Results: There were no overall associations between individual VEGF genotypes and the risk of NSCLC. Stratified analysis suggested that the combined +405CC+CG genotype was significantly associated with increased risk of lung adenocarcinoma in males (adjusted OR, 1.40; 95% confidence interval, 1.03-1.87). In haplotype analysis, haplotypes were globally associated with differences between cases and controls in males (P = 0.03). Specifically, the –460T/+405G/+936C haplotype was significantly (P = 0.02) associated with decreased risk of adenocarcinoma in males when compared with the most common CGC haplotype (adjusted OR, 0.76; 95% confidence interval, 0.50-0.98). None of the VEGF genotypes and haplotypes studied significantly influenced the susceptibility to NSCLC in females.
Conclusions: Polymorphisms of –460C/T, +405C/G, and +936C/T in the VEGF gene do not play a major role in NSCLC risk. However, we could not exclude a minor role for the +405CC+CG genotypes and the 460T/+405G/+936C haplotype in lung adenocarcinogenesis in male Caucasians.

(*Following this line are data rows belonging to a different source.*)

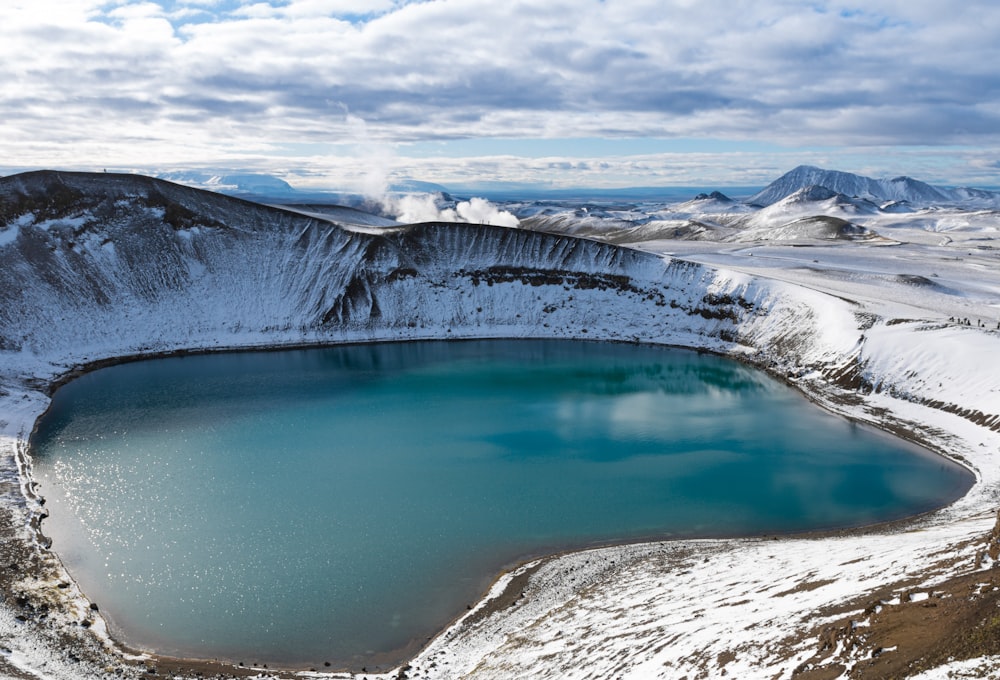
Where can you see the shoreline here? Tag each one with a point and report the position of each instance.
(873, 348)
(520, 567)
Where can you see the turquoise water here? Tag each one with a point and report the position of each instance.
(331, 504)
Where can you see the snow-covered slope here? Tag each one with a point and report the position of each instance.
(97, 267)
(895, 189)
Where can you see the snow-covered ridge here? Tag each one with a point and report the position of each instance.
(880, 190)
(94, 267)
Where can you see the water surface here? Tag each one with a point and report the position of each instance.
(323, 505)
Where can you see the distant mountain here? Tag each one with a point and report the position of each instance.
(849, 184)
(805, 204)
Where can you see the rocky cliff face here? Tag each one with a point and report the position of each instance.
(93, 266)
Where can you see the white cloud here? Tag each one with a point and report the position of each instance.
(132, 82)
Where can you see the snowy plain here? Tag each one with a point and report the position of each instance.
(896, 329)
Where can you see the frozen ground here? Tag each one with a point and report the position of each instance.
(873, 328)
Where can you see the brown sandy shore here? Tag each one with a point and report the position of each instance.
(959, 621)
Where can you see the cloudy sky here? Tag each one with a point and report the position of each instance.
(348, 93)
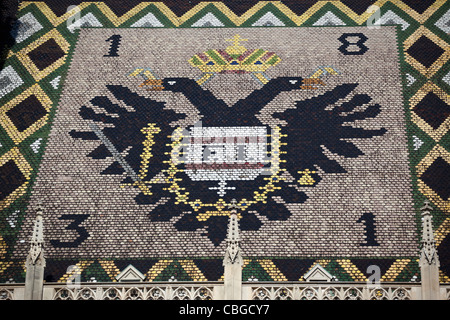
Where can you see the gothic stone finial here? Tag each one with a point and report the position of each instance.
(36, 253)
(428, 244)
(233, 252)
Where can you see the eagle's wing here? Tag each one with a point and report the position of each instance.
(325, 121)
(125, 130)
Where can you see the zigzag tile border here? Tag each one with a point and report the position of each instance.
(419, 25)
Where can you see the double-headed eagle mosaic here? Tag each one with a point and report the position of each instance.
(189, 176)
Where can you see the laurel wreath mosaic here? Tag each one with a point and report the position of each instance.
(327, 133)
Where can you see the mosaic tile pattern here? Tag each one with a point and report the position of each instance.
(39, 69)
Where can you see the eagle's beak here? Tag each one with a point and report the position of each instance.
(153, 84)
(308, 84)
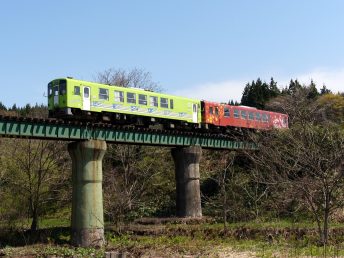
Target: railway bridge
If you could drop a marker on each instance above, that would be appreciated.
(87, 143)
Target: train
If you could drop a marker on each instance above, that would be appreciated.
(69, 98)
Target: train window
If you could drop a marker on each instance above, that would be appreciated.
(86, 92)
(119, 96)
(142, 99)
(243, 114)
(258, 117)
(76, 90)
(62, 86)
(131, 97)
(164, 102)
(56, 90)
(226, 112)
(216, 111)
(153, 101)
(236, 113)
(103, 94)
(251, 115)
(62, 89)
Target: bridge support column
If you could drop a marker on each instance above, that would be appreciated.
(186, 162)
(87, 201)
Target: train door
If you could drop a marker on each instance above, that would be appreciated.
(86, 99)
(194, 113)
(56, 95)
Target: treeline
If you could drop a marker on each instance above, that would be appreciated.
(296, 174)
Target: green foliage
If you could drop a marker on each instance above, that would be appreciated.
(258, 93)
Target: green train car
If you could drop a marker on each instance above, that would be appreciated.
(68, 97)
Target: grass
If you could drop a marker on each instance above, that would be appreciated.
(202, 240)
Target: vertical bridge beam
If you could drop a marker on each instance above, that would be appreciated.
(186, 162)
(87, 200)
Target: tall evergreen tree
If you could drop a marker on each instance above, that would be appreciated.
(258, 93)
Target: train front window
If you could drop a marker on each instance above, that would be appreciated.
(243, 114)
(153, 101)
(63, 87)
(258, 117)
(131, 97)
(226, 112)
(103, 94)
(211, 111)
(236, 113)
(119, 96)
(56, 90)
(164, 102)
(142, 99)
(50, 90)
(76, 90)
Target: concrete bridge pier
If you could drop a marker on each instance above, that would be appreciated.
(87, 201)
(186, 160)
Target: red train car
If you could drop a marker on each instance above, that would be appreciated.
(223, 115)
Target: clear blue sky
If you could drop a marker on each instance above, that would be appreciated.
(203, 49)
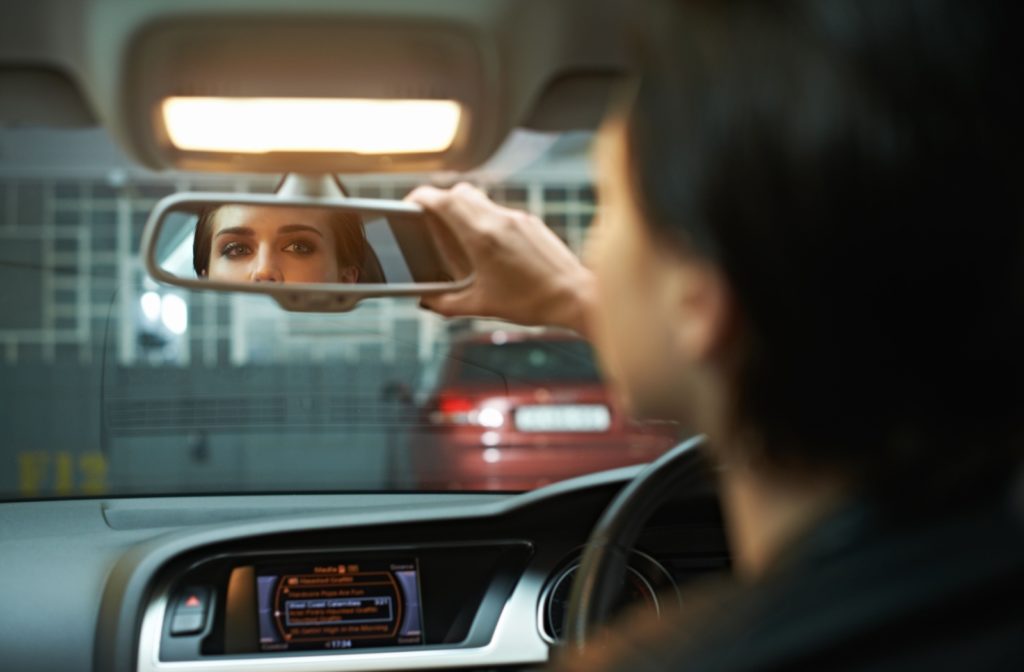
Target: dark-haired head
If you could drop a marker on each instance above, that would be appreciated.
(853, 170)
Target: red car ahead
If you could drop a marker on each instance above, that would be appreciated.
(515, 411)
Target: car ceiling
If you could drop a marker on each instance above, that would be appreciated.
(551, 65)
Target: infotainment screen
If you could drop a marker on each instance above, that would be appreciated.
(346, 603)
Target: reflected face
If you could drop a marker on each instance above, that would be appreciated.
(253, 244)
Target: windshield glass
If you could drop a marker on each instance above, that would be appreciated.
(116, 385)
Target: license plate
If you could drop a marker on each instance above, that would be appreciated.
(589, 417)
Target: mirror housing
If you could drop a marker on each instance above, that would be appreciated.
(400, 235)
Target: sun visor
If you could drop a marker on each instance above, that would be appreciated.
(323, 88)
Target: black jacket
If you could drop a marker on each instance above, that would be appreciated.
(864, 590)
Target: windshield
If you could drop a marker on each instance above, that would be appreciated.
(117, 385)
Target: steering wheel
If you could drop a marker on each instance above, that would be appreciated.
(602, 569)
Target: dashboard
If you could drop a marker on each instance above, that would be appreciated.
(373, 582)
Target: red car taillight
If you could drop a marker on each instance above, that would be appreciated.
(465, 411)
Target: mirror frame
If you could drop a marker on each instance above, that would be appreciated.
(298, 297)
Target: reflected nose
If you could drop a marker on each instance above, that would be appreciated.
(265, 268)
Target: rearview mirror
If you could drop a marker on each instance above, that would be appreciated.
(309, 253)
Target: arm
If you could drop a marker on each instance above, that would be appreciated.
(524, 273)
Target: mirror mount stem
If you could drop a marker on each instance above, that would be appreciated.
(314, 185)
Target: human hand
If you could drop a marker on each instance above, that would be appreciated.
(524, 273)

Vascular endothelial growth factor (VEGF) is one of the most potent mediators of angiogenesis and vascular permeability (5). Expression of VEGF mRNA and proteins in tumors of NSCLCs has been associated with higher microvessel counts, tumor size, and poorer prognosis (6–8). In NSCLC, VEGF expression in adenocarcinomas was significantly higher than that in squamous cell carcinoma (7). Androgen could stimulate angiogenesis via promoting VEGF production in both normal and tumor tissues (9), suggesting that VEGF expression may be regulated by hormonal status. Clinically, higher serum VEGF levels in patients with NSCLC have been associated with higher NSCLC staging and shorter survival (10–12). Therapeutic strategies, such as the use of anti-VEGF antibody bevacizummab, have shown favorable antitumor results in NSCLC (13).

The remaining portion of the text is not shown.